Мария пожала плечами:

– Я знаю, что это правда. Датт работает на Службу внешней документации и контрразведки.

Я схватил ее за плечи.

– Мария, послушай. Пойми ты наконец, что он жулик. У него нет диплома психиатра, он сроду не имеет никакого отношения к французскому правительству, кроме как дергает за веревочки своих высокопоставленных приятелей и убеждает даже людей вроде тебя, работающих на Сюрте, что он крупный чин в СВДК.

– И чего ты хочешь? – спросила она.

– Я хочу, чтобы ты помогла мне найти Датта.

– Помогла? – сказала она. – Это что-то новенькое. Ты вламываешься сюда и начинаешь чего-то требовать. Приди ты с просьбой о помощи, возможно, я восприняла бы это более благожелательно. Что тебе надо от Датта?

– Мне нужен Кван. Он убил девушку в клинике в тот день. Я хочу его найти.

– Это не твое дело – его разыскивать.

– Ты права. Это дело Луазо, но он за то убийство арестовал Бирда и продолжает держать его под арестом.

– Луазо не стал бы держать в тюрьме невиновного. Ха, ты представления не имеешь, как он носится с идеей святости закона и все такое.

– Я британский агент, – сказал я. – Ты это уже знаешь, так что я не сообщаю тебе ничего нового.

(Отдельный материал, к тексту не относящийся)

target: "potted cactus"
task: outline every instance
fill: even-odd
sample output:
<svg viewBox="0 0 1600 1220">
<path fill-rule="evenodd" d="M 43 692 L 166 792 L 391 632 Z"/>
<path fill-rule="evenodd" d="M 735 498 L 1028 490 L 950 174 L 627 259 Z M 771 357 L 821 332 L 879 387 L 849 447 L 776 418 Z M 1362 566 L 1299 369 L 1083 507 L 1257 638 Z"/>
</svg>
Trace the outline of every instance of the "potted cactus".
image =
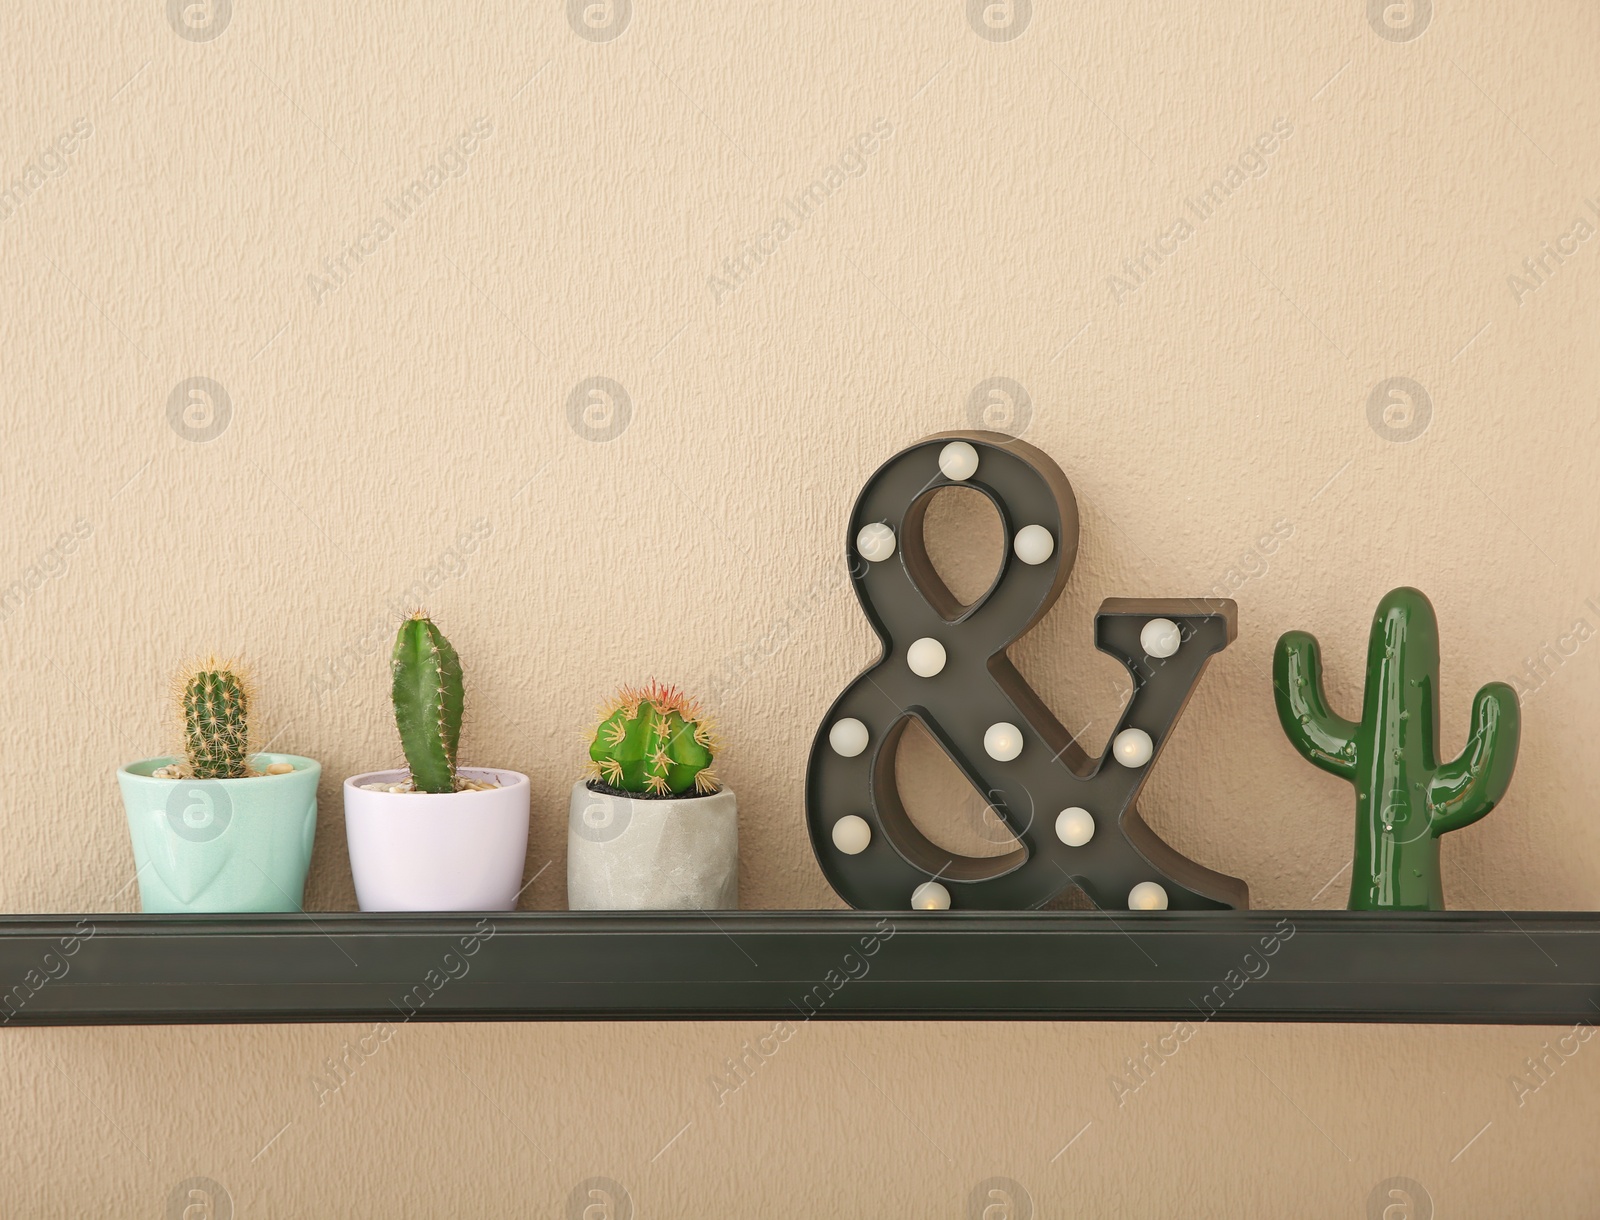
<svg viewBox="0 0 1600 1220">
<path fill-rule="evenodd" d="M 361 909 L 512 910 L 528 851 L 528 777 L 456 766 L 461 659 L 424 614 L 395 637 L 392 694 L 406 766 L 344 781 Z"/>
<path fill-rule="evenodd" d="M 145 911 L 298 911 L 322 767 L 251 749 L 249 676 L 216 659 L 173 684 L 182 755 L 117 771 Z"/>
<path fill-rule="evenodd" d="M 717 749 L 673 687 L 624 687 L 601 709 L 567 818 L 572 910 L 739 905 L 738 806 L 712 770 Z"/>
</svg>

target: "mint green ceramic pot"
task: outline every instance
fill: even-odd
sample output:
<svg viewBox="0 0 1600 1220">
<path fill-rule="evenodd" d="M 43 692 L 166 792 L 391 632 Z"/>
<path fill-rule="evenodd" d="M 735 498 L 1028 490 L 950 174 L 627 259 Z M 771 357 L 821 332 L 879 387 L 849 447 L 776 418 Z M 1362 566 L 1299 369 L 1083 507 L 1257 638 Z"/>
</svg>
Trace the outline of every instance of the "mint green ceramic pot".
<svg viewBox="0 0 1600 1220">
<path fill-rule="evenodd" d="M 176 760 L 147 758 L 117 771 L 146 912 L 298 911 L 317 833 L 322 765 L 258 754 L 248 779 L 154 779 Z"/>
</svg>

Бирд тоже.

– Ты уверен?

– Нет, не уверен. И в любом случае мне бы все равно этого не сказали. Он не относится к тем лицам, с кем я могу официально контактировать. Это всего лишь мое предположение. Думаю, Луазо приказали арестовать Бирда за убийство независимо от того, есть доказательства его вины или нет. Поэтому Бирд обречен, если я не передам Квана в руки Луазо.

Мария кивнула.

– Твоя мать живет во Фландрии. Датт будет в своем доме где-то там поблизости, верно? – Мария снова кивнула. – Я хочу, чтобы ты отвезла одного американца к твоей матери и ждала там моего звонка.

– У нее нет телефона.

– Да брось ты, Мария! – сказал я. – Я проверил твою мать. Есть у нее телефон. А еще я созвонился со своими людьми тут, в Париже. Они доставят в дом твоей матери кое-какие документы. Бумаги понадобятся, чтобы пересечь границу. Что бы я ни говорил, не ходи к Датту без них.

Мария кивнула:

– Я помогу. Помогу тебе прищучить этого мерзкого Квана. Ненавижу его.

– А Датта ты тоже ненавидишь?

Она изучающе посмотрела на меня.

– Иногда. Но по-другому. Видишь ли, я его внебрачная дочь. Может, это ты тоже проверил?